Umso enttäuschender ist jedoch das Ergebnis, das der Leipziger Autor Clemens Meyer (Als wir träumten) vorlegt, zumindest, wenn man gehofft hat, dass sich der Band tatsächlich um Christa Wolf und ihren Roman Kindheitsmuster dreht. Dessen fleckige, zerknitterte Taschenbuchausgabe nahm Meyer in seinen Jahren als Bauarbeiter Mitte der 1990er Jahre täglich mit auf die Baustelle, um in der Mittagspause darin zu lesen. Warum aber ausgerechnet Kindheitsmuster von dem jungen Clemens Meyer zwischen Staub und Zement aus der Tasche geholt wurde, was ihn daran so fesselte beziehungsweise warum es sich dabei um doch zumindest eines der Bücher seines Lebens handelt, vermag man als Leser:in nach der Lektüre des kleinen Bandes Über Christa Wolf trotz aller Ausführungen nicht wirklich zu sagen. Wo Mithu Sanyal in ihrem Band der Reihe mit einer Leidenschaft und Passion über Emily Brontë schreibt, dass man am liebsten sofort eine Ausgabe von „Wuthering Heights“ zur Hand nehmen möchte, bietet Meyer eher Anekdoten, Vor- und Querverweise („Aber dazu später mehr“, „auch dazu gleich mehr“) und vor allem Exkurse zu anderen DDR-Schriftstellern, von Werner Heiduczek über Franz Fühmann bis Hermann Kant. Letztendlich dient Christa Wolf dem 46-jährigen Autor nur als Aufhänger, um allgemein über DDR-Literatur zu schreiben, über die Frage, was davon überdauern wird, und auch über den eigenen Werdegang als Autor. Dass Christa Wolf damit ausschließlich als DDR-Autorin gelesen wird, ist schade. So wird zwar auch auf die Moskauer Novelle und der Geteilte Himmel rekurriert – ein im Jahr zwei des Angriffskrieges gegen die Ukraine hoch aktuelles Buch wie Kassandra jedoch kaum erwähnt.

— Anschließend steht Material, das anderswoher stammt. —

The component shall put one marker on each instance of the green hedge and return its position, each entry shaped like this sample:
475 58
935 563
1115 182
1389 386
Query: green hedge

Dabei bemüht Meyer sich in seinem Essay – als innerer Monolog mit einer Bronzebüste von Christa Wolf, die in seinem Arbeitszimmer steht, aufgebaut – um einen lockeren Ton: „Kindheitsmuster“ wird in der Folge bei Meyer zum „Roadmovie“, zentrale Ereignisse in der DDR und ihrem Kulturbetrieb wie das 11. Plenum des Zentralkomitees der SED 1965, bei dem die SED versuchte, Autor:innen und Künstler:innen auf Parteilinie zu bringen, werden zur „Soap“. Die (fast) vergessenen DDR-Autor:innen, an die Meyer in seinem Text noch einmal erinnert, stellt er nach Art eines Registers mit Kurzbeschreibungen und Anekdoten vor. Nicht nur davon wären jedoch einige besser unerwähnt geblieben (der Sex von Friesʼ, „kleinwüchsig […] auf Holzstapeln stehend im Garten“), sondern auch manche der Erläuterungen wirken eher gewollt witzig („Kant, Hermann. Nicht zu verwechseln mit Kant, Immanuel“).
Am Ende bleibt von der Lektüre des Bandes Über Christa Wolf gar nicht so sehr viel Christa Wolf – und damit eine verpasste Chance, diese Autorin und die anhaltende Kraft und Aktualität ihrer Bücher zu würdigen.